Following a classified election security briefing for all House members, Department of Homeland Security Secretary Kirstjen Nielsen said that she "hasn't seen" a conclusion by the intelligence community that Russia's intent in meddling in the 2016 election was to help Donald Trump win the presidency and to hurt Hillary Clinton. Nielsen was pressed about the January Intelligence Community Assessment on Russia's interference in the 2016 election, endorsed by the Senate Intelligence Committee last week.
"I do not believe that I've seen that conclusion, that the specific intent was to help President Trump win. I'm not aware of that. But I do generally have no reason to doubt any intelligence assessment," Nielsen told reporters following the briefing. Nielsen joined FBI Director Christopher Wray and Director of National Intelligence Dan Coats in the closed-door meeting on Capitol Hill.
Nielsen added, "What we have seen the Russians do is attempt to manipulate public confidence on both sides. So we've seen them encourage people go to a protest on one side; we've seen them simultaneously encourage people to go to that same protest on the other side. So I think what they're trying to do, in my opinion, and I defer to the intel community, is just disrupt our belief and our own understanding of what's happening. It's an integrity issue of who is saying what and why and how that may or may not affect an American's behavior in what they're voting for."
Her comments contrast with the intelligence community's report that Putin and the Russian government "developed a clear preference for President-elect Trump."
"We have high confidence in these judgments.

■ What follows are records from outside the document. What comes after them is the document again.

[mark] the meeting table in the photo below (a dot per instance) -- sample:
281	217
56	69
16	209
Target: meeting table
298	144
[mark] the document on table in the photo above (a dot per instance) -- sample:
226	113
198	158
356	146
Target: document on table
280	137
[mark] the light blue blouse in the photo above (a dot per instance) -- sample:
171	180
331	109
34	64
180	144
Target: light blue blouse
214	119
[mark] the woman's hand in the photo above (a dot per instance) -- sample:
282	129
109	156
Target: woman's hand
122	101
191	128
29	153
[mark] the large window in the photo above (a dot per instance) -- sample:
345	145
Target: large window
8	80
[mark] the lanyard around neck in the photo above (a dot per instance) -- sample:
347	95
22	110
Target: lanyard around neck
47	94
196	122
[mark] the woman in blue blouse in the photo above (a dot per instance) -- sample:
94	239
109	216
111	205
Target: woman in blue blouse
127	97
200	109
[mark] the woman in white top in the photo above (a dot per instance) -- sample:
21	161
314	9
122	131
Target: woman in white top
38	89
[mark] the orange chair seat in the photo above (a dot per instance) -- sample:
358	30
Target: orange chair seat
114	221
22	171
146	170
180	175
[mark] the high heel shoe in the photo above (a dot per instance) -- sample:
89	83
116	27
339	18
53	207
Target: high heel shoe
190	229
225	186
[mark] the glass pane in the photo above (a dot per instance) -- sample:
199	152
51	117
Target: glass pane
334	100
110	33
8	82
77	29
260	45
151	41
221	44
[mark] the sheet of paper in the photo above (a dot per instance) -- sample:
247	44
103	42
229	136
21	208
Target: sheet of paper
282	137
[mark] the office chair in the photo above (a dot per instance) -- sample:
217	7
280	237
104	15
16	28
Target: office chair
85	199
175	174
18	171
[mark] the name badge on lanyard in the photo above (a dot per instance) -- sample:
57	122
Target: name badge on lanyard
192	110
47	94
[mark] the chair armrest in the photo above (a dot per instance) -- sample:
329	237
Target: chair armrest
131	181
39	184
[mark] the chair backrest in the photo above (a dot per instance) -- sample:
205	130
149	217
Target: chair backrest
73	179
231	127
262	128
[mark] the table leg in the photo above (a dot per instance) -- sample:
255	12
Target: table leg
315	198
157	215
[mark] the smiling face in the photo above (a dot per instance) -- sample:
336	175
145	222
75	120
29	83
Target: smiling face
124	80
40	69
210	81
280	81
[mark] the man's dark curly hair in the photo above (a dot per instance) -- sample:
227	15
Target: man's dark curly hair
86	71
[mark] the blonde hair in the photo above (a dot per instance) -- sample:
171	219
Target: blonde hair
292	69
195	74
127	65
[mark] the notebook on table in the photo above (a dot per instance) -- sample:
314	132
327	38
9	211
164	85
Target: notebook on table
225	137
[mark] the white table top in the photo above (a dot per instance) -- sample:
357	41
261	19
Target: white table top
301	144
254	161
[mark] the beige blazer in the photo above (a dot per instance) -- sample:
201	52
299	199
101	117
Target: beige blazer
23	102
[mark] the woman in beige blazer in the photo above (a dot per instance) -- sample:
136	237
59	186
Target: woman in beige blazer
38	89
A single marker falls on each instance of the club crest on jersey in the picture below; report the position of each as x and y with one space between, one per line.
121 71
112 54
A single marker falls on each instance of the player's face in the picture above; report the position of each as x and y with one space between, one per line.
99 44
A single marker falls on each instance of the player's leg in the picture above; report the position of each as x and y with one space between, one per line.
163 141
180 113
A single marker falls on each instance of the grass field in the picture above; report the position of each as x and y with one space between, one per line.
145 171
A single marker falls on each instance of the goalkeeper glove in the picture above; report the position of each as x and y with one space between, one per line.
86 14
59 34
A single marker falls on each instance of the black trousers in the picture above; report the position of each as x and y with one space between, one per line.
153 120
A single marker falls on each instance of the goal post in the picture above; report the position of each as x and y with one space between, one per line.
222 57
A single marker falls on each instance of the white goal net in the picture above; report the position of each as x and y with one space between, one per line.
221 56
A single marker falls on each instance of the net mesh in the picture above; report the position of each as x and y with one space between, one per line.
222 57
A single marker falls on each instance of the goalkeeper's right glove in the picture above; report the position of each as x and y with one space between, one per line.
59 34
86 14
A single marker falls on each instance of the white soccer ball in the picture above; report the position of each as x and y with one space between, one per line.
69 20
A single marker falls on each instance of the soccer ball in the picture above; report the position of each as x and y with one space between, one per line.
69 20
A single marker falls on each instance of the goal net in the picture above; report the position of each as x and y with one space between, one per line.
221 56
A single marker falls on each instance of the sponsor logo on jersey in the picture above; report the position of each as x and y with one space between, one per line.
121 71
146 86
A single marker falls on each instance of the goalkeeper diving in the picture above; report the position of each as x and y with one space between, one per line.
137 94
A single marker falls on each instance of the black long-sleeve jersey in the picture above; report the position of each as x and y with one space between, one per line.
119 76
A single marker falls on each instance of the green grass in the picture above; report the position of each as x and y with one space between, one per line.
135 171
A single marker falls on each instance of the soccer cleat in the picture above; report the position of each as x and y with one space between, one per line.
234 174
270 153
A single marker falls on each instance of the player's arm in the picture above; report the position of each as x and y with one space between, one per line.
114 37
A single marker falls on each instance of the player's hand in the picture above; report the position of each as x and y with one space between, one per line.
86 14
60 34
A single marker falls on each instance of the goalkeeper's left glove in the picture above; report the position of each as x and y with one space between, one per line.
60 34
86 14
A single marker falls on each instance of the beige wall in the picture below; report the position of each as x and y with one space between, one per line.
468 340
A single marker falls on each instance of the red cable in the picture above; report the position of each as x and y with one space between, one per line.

We also assess Putin and the Russian Government aspired to help President-elect Trump's election chances when possible by discrediting Secretary Clinton and publicly contrasting her unfavorably to him. All three agencies agree with this judgment," the report's conclusion found.
After Nielsen's remarks Tuesday, DHS press secretary Tyler Houlton released a statement saying, "The Secretary has previously reviewed the Intelligence Community's assessment and agrees with it – as she stated today and previously," adding, "Russian goals included undermining faith in the US democratic process and harming a candidate's electability and potential presidency. Importantly, they targeted both major political parties."
Houlton also defended Nielsen's comment that she didn't think she had seen the intelligence community's conclusion that the Russians' "specific intent was to help President Trump win."
"The intelligence assessment language is nuanced for a reason," Houlton wrote. "The Secretary agrees with that assessment. But the question asked by the reporter did not reflect the specific language in the assessment itself, so the Secretary correctly stated she had not seen the conclusion as characterized by the reporter."
The Senate Intelligence Committee endorsed the ICA's findings, writing, "Committee staff have spent 14 months reviewing the sources, tradecraft, and analytic work, and we see no reason to dispute the conclusions. After a thorough review, our staff concluded that the ICA conclusions were accurate and on point. The Russian effort was extensive, sophisticated, and ordered by President Putin himself for the purpose of helping Donald Trump and hurting Hillary Clinton."
Nielsen maintains however that Russia did and will continue to try to manipulate Americans' perspective "on a variety of issues." The secretary told CBS News' Nancy Cordes that as part of DHS' efforts to respond to election interference in real time, DHS will deploy people during voting in the midterm elections and also work on being able to check results of elections afterward.
She told reporters that as of now, she has not seen clear evidence of Russia trying to meddle in any particular races in 2018.